По праздникам он напивался и блевал, ползая на карачках по итальянской плитке.

Мама молча подтирала следы, бегала в аптеку за углём и янтарной кислотой, по пути прихватывая квашеную капусту и минеральную воду в тошнотворно-зелёных бутылках с кривыми наклейками  на утро.


Иногда я захожу на сайты для взрослых и смотрю видео по запросам «суку унижают», «доминирование», «грязная шлюха наказана». Мне от этого сначала хорошо, тепло и влажно, а потом противно, хочется встать коленями на кафель и выблевать все эти мерзкие вещи, которые я видела, все звонкие пощёчины и умоляющие «плиз, ноу», от которых  даже наигранных  в голове звон отцовских бутылок.


Ты не представляешь, сколько темноты внутри меня.

ОН

Я свернул документ.

Не закрыл  только свернул.

Я спокойно мог листать чужие переписки, смотреть на голые женские тела в душе: пухлые и пастозные, крепкие и загорелые,  они интересовали меня не больше пластиковых манекенов, застывших в витринах в вычурных позах катотоников.

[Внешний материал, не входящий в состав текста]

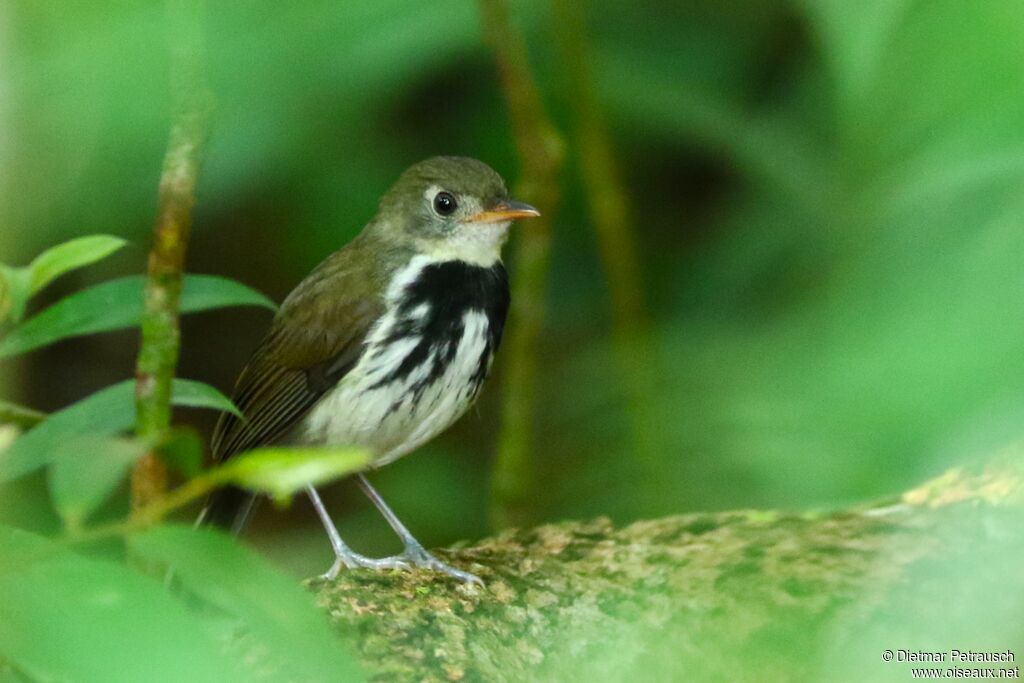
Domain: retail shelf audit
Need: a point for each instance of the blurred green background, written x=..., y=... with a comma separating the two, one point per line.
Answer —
x=828, y=199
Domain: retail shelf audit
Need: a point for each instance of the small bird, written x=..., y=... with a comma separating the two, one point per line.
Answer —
x=384, y=344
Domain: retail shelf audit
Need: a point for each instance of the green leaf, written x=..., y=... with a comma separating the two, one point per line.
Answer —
x=108, y=412
x=15, y=288
x=71, y=255
x=276, y=611
x=11, y=414
x=118, y=304
x=282, y=471
x=200, y=394
x=86, y=471
x=182, y=452
x=65, y=617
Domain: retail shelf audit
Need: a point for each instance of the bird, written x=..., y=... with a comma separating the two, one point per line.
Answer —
x=384, y=345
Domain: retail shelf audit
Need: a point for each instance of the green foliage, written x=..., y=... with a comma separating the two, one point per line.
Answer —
x=116, y=624
x=275, y=609
x=17, y=285
x=105, y=413
x=85, y=472
x=118, y=304
x=280, y=472
x=827, y=197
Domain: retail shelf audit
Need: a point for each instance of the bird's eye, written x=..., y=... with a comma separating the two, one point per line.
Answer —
x=444, y=204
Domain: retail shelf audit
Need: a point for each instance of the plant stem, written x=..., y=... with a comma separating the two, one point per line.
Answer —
x=609, y=209
x=541, y=152
x=159, y=353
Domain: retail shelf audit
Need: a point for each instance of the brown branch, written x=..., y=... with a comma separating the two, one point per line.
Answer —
x=611, y=216
x=541, y=151
x=159, y=353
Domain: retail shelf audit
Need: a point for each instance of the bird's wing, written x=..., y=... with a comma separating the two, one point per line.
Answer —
x=310, y=347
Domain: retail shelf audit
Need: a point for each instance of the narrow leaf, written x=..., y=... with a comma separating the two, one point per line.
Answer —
x=15, y=288
x=11, y=414
x=278, y=613
x=118, y=304
x=86, y=471
x=71, y=255
x=66, y=617
x=182, y=452
x=283, y=471
x=108, y=412
x=200, y=394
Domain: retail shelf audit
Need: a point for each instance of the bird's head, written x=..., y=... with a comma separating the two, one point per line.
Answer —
x=451, y=208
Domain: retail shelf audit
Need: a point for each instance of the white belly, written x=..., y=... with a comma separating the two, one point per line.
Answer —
x=396, y=417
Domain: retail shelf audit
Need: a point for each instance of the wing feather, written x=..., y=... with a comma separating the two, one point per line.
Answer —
x=315, y=339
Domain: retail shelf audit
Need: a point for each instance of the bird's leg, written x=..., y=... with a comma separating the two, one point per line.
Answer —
x=414, y=552
x=345, y=556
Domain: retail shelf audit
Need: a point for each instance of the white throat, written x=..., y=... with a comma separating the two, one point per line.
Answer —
x=479, y=244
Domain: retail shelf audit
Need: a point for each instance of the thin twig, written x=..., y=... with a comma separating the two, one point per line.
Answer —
x=541, y=151
x=159, y=353
x=610, y=213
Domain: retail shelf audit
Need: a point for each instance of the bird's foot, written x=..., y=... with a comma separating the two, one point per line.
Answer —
x=417, y=556
x=356, y=561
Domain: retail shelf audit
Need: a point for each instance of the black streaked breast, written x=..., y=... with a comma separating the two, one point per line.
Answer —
x=449, y=290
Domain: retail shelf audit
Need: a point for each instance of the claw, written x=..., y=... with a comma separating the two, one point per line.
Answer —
x=419, y=557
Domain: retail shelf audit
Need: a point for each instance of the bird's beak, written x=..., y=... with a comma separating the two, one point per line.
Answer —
x=507, y=210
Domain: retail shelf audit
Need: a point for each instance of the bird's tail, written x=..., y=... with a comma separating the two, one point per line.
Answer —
x=229, y=508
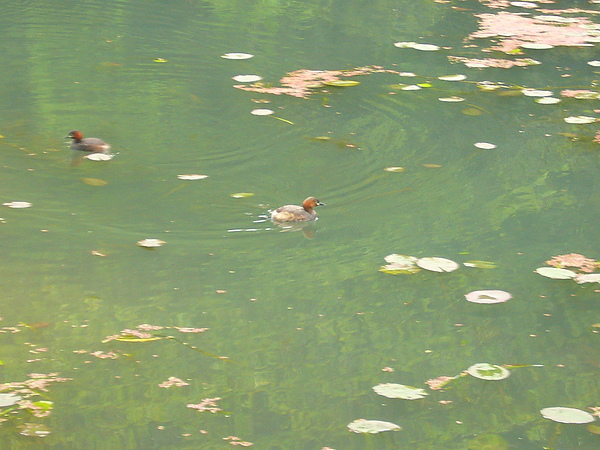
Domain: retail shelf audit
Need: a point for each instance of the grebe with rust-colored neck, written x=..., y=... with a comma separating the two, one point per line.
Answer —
x=295, y=213
x=87, y=144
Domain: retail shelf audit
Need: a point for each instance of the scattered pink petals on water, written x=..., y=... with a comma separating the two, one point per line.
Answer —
x=574, y=260
x=488, y=296
x=173, y=381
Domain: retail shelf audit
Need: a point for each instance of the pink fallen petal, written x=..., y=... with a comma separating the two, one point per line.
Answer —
x=488, y=296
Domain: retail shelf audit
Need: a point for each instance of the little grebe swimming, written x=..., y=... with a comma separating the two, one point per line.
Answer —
x=295, y=213
x=87, y=144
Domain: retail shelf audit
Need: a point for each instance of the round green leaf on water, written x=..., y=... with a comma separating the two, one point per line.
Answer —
x=393, y=390
x=485, y=371
x=555, y=273
x=242, y=195
x=372, y=426
x=566, y=415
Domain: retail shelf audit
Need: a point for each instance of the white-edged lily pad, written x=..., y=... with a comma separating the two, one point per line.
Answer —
x=555, y=273
x=587, y=278
x=192, y=176
x=8, y=399
x=563, y=414
x=547, y=100
x=372, y=426
x=488, y=296
x=242, y=195
x=580, y=119
x=237, y=55
x=457, y=77
x=426, y=47
x=17, y=205
x=452, y=99
x=404, y=44
x=536, y=93
x=436, y=264
x=151, y=243
x=394, y=390
x=485, y=145
x=262, y=112
x=536, y=46
x=99, y=156
x=247, y=78
x=485, y=371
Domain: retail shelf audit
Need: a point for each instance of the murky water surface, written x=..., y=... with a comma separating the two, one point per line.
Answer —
x=307, y=321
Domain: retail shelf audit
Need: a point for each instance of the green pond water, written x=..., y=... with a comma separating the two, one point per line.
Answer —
x=306, y=319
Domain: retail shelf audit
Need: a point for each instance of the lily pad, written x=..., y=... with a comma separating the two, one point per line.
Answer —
x=485, y=371
x=151, y=243
x=247, y=78
x=580, y=119
x=99, y=157
x=242, y=195
x=342, y=83
x=436, y=264
x=372, y=426
x=566, y=415
x=488, y=296
x=485, y=145
x=237, y=55
x=17, y=205
x=555, y=273
x=94, y=181
x=8, y=399
x=393, y=390
x=34, y=429
x=457, y=77
x=192, y=176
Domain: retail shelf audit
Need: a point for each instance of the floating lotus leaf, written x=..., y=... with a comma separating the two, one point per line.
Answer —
x=17, y=205
x=192, y=176
x=436, y=264
x=8, y=399
x=488, y=296
x=237, y=56
x=247, y=78
x=342, y=83
x=94, y=181
x=242, y=195
x=405, y=44
x=587, y=278
x=426, y=47
x=151, y=243
x=555, y=273
x=393, y=390
x=547, y=100
x=372, y=426
x=451, y=99
x=485, y=371
x=480, y=264
x=98, y=157
x=580, y=119
x=472, y=111
x=536, y=46
x=566, y=415
x=457, y=77
x=262, y=112
x=34, y=429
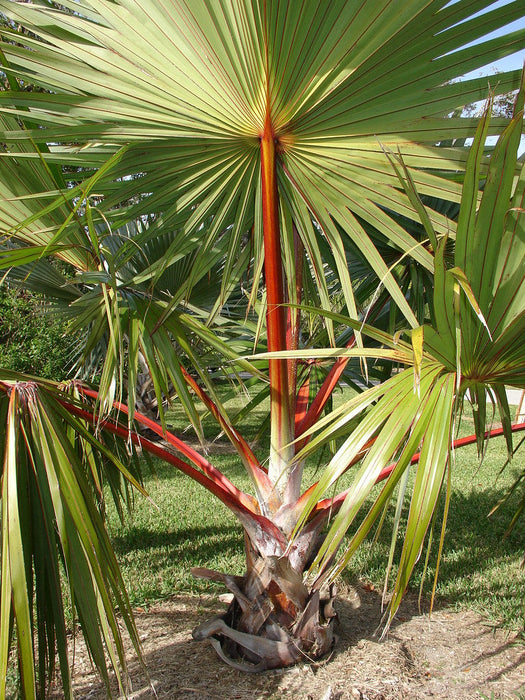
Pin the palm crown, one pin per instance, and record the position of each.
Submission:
(268, 137)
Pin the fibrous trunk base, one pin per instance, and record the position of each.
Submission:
(273, 620)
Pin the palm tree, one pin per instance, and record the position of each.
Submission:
(265, 138)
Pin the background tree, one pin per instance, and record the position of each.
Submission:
(269, 138)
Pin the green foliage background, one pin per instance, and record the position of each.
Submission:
(31, 340)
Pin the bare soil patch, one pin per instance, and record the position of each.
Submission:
(451, 655)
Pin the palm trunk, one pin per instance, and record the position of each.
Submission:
(274, 620)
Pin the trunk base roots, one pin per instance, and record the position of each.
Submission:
(248, 646)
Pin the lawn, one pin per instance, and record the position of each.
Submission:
(184, 526)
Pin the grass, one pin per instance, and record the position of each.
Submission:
(187, 527)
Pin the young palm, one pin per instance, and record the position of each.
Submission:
(255, 131)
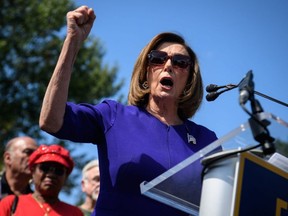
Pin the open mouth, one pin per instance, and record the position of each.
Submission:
(168, 82)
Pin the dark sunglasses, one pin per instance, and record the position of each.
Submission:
(157, 57)
(46, 168)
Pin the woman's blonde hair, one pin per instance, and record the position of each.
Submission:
(190, 100)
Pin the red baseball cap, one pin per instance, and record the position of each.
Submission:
(52, 153)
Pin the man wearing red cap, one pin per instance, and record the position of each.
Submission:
(50, 167)
(17, 175)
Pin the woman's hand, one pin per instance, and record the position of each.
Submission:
(79, 23)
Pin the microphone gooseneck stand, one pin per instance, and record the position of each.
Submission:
(258, 125)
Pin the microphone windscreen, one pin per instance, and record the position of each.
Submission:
(212, 96)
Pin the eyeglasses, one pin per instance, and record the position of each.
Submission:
(157, 57)
(46, 168)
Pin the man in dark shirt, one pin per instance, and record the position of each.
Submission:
(16, 176)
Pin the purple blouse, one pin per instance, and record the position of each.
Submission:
(133, 146)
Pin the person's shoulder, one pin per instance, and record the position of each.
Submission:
(73, 210)
(199, 126)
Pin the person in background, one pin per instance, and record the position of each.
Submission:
(90, 186)
(50, 167)
(16, 175)
(135, 142)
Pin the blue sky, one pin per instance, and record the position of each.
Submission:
(229, 37)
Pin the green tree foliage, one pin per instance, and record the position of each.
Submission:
(31, 36)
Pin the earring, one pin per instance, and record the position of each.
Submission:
(145, 85)
(185, 92)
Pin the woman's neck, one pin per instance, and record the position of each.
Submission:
(165, 113)
(45, 199)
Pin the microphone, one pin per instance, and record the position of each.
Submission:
(246, 88)
(213, 88)
(212, 96)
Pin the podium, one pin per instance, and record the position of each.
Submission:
(233, 183)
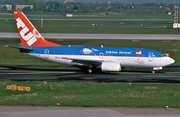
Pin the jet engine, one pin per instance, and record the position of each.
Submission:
(110, 66)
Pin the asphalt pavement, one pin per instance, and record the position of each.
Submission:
(100, 36)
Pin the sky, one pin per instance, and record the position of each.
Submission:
(125, 1)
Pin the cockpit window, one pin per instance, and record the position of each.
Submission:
(162, 55)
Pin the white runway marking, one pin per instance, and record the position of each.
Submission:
(100, 36)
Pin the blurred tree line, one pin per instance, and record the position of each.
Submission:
(61, 6)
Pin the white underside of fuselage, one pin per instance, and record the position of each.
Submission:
(123, 60)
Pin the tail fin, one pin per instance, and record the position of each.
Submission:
(28, 34)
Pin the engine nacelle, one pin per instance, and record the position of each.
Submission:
(110, 66)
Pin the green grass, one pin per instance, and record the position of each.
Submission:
(90, 16)
(92, 94)
(11, 56)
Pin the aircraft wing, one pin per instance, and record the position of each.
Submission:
(30, 49)
(85, 61)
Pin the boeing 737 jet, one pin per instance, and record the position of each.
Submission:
(106, 58)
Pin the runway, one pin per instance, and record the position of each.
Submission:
(59, 74)
(100, 36)
(58, 111)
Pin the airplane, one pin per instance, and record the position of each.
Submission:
(107, 59)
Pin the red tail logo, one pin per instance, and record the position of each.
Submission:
(28, 34)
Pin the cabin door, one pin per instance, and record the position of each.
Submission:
(46, 53)
(150, 56)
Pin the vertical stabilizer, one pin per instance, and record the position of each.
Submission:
(29, 36)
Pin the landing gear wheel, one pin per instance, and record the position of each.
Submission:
(90, 71)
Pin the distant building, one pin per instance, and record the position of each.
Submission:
(8, 6)
(67, 15)
(20, 7)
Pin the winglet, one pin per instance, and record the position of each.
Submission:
(29, 36)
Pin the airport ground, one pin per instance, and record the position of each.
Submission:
(169, 76)
(61, 111)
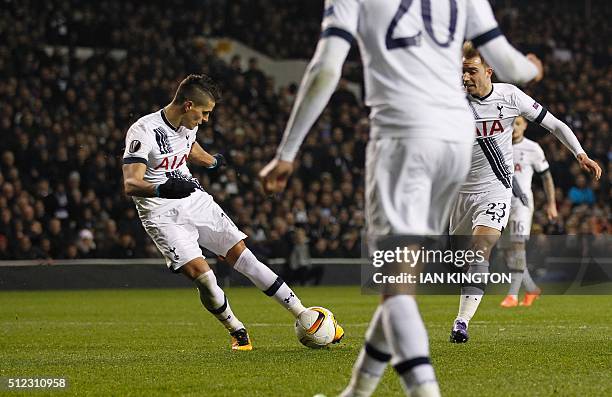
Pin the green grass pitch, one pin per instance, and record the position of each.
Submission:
(161, 342)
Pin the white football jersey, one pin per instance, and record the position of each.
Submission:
(528, 158)
(153, 141)
(492, 165)
(411, 54)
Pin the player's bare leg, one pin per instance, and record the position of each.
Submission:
(243, 260)
(215, 301)
(532, 291)
(517, 263)
(484, 239)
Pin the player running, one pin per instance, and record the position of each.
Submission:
(179, 215)
(528, 158)
(420, 141)
(484, 201)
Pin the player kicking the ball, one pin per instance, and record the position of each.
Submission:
(484, 202)
(420, 142)
(528, 159)
(179, 215)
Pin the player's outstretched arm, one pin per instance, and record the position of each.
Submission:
(564, 134)
(509, 64)
(201, 157)
(135, 185)
(318, 84)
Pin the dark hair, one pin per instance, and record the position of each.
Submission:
(469, 52)
(198, 88)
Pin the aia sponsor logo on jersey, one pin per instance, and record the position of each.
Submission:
(488, 128)
(172, 162)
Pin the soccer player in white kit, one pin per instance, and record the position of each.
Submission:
(179, 215)
(483, 205)
(528, 159)
(420, 141)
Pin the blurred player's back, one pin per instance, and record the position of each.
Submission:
(411, 56)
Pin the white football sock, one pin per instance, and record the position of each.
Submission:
(407, 337)
(371, 362)
(471, 295)
(516, 264)
(215, 301)
(528, 283)
(267, 281)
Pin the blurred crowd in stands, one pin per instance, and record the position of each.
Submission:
(63, 119)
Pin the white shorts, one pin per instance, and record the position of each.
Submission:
(490, 209)
(411, 184)
(519, 224)
(193, 222)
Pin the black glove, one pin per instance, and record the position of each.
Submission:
(219, 161)
(175, 188)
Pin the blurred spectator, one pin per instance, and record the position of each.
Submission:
(86, 244)
(299, 268)
(581, 193)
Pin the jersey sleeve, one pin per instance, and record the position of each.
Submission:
(340, 18)
(481, 26)
(529, 108)
(137, 145)
(540, 164)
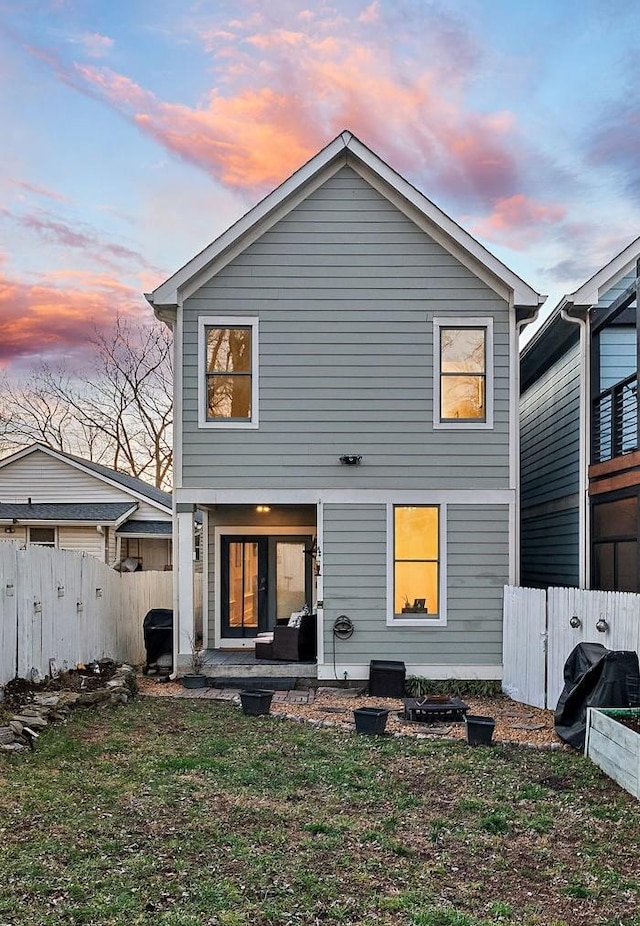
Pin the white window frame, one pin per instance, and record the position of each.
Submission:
(226, 321)
(38, 543)
(485, 322)
(428, 620)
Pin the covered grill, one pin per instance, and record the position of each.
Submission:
(157, 628)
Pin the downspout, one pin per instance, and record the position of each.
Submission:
(523, 317)
(579, 315)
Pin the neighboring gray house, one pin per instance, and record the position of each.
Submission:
(346, 362)
(580, 463)
(59, 500)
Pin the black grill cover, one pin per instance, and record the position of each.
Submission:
(593, 677)
(157, 628)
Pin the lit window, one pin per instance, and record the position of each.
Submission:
(229, 373)
(228, 364)
(416, 561)
(463, 355)
(43, 536)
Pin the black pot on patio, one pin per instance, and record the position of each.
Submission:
(256, 701)
(371, 720)
(194, 680)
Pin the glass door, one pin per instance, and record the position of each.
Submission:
(244, 587)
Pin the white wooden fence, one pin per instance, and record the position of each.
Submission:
(72, 608)
(538, 635)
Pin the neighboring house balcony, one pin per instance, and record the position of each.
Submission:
(615, 420)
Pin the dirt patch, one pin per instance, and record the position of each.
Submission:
(515, 723)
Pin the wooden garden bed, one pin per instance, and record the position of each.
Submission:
(614, 746)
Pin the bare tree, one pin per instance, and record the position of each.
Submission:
(119, 412)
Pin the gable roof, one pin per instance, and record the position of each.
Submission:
(345, 149)
(77, 512)
(134, 486)
(623, 263)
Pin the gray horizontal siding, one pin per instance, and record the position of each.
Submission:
(550, 433)
(550, 549)
(354, 576)
(346, 288)
(617, 355)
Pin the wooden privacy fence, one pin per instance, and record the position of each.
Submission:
(70, 607)
(541, 627)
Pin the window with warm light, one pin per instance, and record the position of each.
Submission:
(416, 562)
(463, 374)
(228, 351)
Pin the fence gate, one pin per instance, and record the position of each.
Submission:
(541, 627)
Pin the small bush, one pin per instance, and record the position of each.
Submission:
(418, 687)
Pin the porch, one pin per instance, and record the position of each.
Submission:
(242, 665)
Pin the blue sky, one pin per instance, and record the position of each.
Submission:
(136, 132)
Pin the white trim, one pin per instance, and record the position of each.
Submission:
(270, 496)
(183, 559)
(319, 579)
(204, 558)
(227, 321)
(360, 670)
(428, 620)
(452, 321)
(244, 530)
(177, 329)
(285, 195)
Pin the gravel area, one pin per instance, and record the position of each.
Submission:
(515, 723)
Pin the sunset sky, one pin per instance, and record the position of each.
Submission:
(136, 131)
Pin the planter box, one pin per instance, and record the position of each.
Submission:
(371, 720)
(256, 701)
(613, 747)
(479, 729)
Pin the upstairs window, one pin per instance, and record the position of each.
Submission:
(228, 350)
(43, 536)
(463, 368)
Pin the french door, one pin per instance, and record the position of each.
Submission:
(263, 578)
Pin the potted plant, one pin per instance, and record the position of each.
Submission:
(371, 720)
(256, 701)
(479, 729)
(196, 678)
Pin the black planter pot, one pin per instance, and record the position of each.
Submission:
(371, 720)
(479, 729)
(191, 680)
(256, 701)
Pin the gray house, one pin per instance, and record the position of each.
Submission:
(346, 401)
(580, 467)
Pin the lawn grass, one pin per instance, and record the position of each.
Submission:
(188, 813)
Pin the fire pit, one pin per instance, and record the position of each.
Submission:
(434, 709)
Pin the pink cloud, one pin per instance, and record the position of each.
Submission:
(285, 92)
(95, 45)
(42, 319)
(518, 221)
(78, 237)
(37, 190)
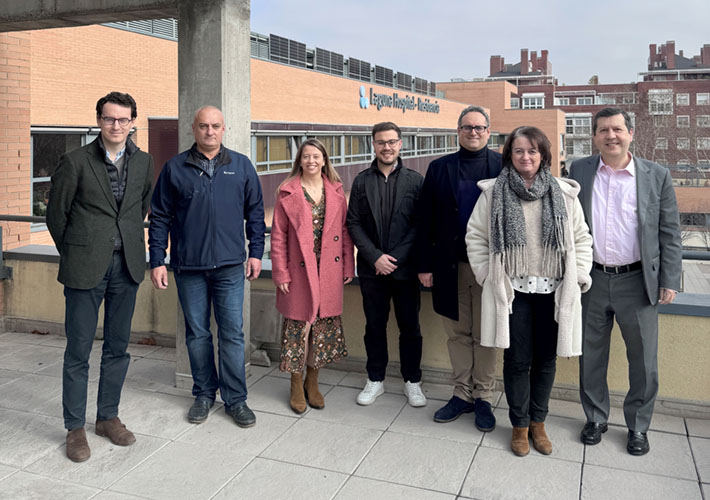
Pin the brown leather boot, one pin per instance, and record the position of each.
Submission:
(298, 400)
(519, 443)
(540, 440)
(115, 431)
(77, 445)
(315, 398)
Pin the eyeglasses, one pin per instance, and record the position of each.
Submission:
(470, 128)
(109, 120)
(391, 143)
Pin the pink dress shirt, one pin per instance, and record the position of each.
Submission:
(615, 215)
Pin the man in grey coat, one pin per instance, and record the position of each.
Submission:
(630, 207)
(99, 197)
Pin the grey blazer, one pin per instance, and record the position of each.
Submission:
(659, 223)
(82, 215)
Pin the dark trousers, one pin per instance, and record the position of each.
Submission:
(620, 296)
(529, 364)
(118, 290)
(377, 292)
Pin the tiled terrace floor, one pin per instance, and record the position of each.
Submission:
(386, 451)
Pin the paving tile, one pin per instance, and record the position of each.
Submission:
(164, 353)
(32, 358)
(340, 407)
(220, 431)
(497, 474)
(9, 375)
(563, 433)
(660, 421)
(601, 483)
(271, 394)
(417, 461)
(295, 482)
(26, 437)
(178, 466)
(326, 376)
(107, 464)
(701, 453)
(27, 486)
(698, 427)
(29, 392)
(669, 456)
(420, 422)
(154, 414)
(22, 337)
(312, 443)
(6, 471)
(358, 488)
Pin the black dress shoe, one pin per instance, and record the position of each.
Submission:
(592, 432)
(200, 410)
(242, 415)
(637, 443)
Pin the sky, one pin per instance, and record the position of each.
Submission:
(445, 39)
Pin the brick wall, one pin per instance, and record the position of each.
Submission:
(15, 135)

Этот текст был слишком откровенен и гол. Грёбаный личный дневник, в который я залез вместо уютного бложика, вылизанного и сдобренного щепоткой безопасных откровений, предназначенных для сотен жадных глаз.

Она писала для себя.

В этом тексте, чёрт побери, не могло быть ничего нужного мне, Рыклину, Кудрявцеву. Родине.

Ничего по службе.

Или могло?

Когда служишь, нет мужчин и женщин, стариков и детей. Есть задание. Так говорит Кудрявцев. Рыклин такого не говорил. Он вообще был нехарактерен для органов. Да и вообще  нехарактерен.


Ты не представляешь, сколько темноты внутри меня.

Представляю.


Убивать страшно только поначалу. Потом привыкаешь. В школе у нас пацаны сознание теряли, когда медсестра ловко чиркала их по пальцам, чтобы взять анализ; в горах те же пацаны  круглоголовые, рыжие, веснушчатые, курносые, с белёсыми свинячьими ресницами, со сросшимися на переносье бровями  крови уже не боялись.

«Водица не кровь,  мрачно шутил Раджибай.  Крови достаточно, а воды нет, надо башку под огонь совать. Как в Бресте, суки, не дают проходу. Как в Аджимушкае. Жаждой морят».

С историей у меня было плохо, хуже, чем с географией. Про крепость знал, конечно, а про каменоломни  нет. Раджибай научил.

Он же однажды, под отдаленный артиллерийский грохот, спросил, латая прореху на рукаве, пишу ли я стихи.

Я вяло отнекивался.

«Да пишешь, не заливай. Видно по тебе, что пишешь».

И как он видел в такой темноте? Я про иглу, разумеется.

«Глаза камышового кота, всё вижу,  смеялся.  Так пишешь, Зазубрин?»

Я писал  дома.

Розы-морозы, пишу стихи-прости грехи. Эталон пубертатной пошлости.

«Да, смерть моя  в игле,

игла в воротах,

подклад мэчкэй на скорую беду,

она стоит и ждёт за поворотом

где я не жду».

Он это сочинил на ходу, орудуя иголкой. Экспромтом.

Таков Раджибай.

Уходя, он наделил меня частью своего литературного дара, как умирающая мэчкэй передаёт знания преемнице. Она не может умереть, пока не передаст. В старину, говорил Раджибай, деревенские разбирали крышу дома, чтобы душа мэчкэй могла отлететь.

Над нами с Раджибаем крыши не было, и мне не пришлось ничего разбирать. За поворотом, где мы оба не ждали, осталась только стена с обоями  розовыми с золотом и белыми с цветочными корзинами  запомнил навсегда.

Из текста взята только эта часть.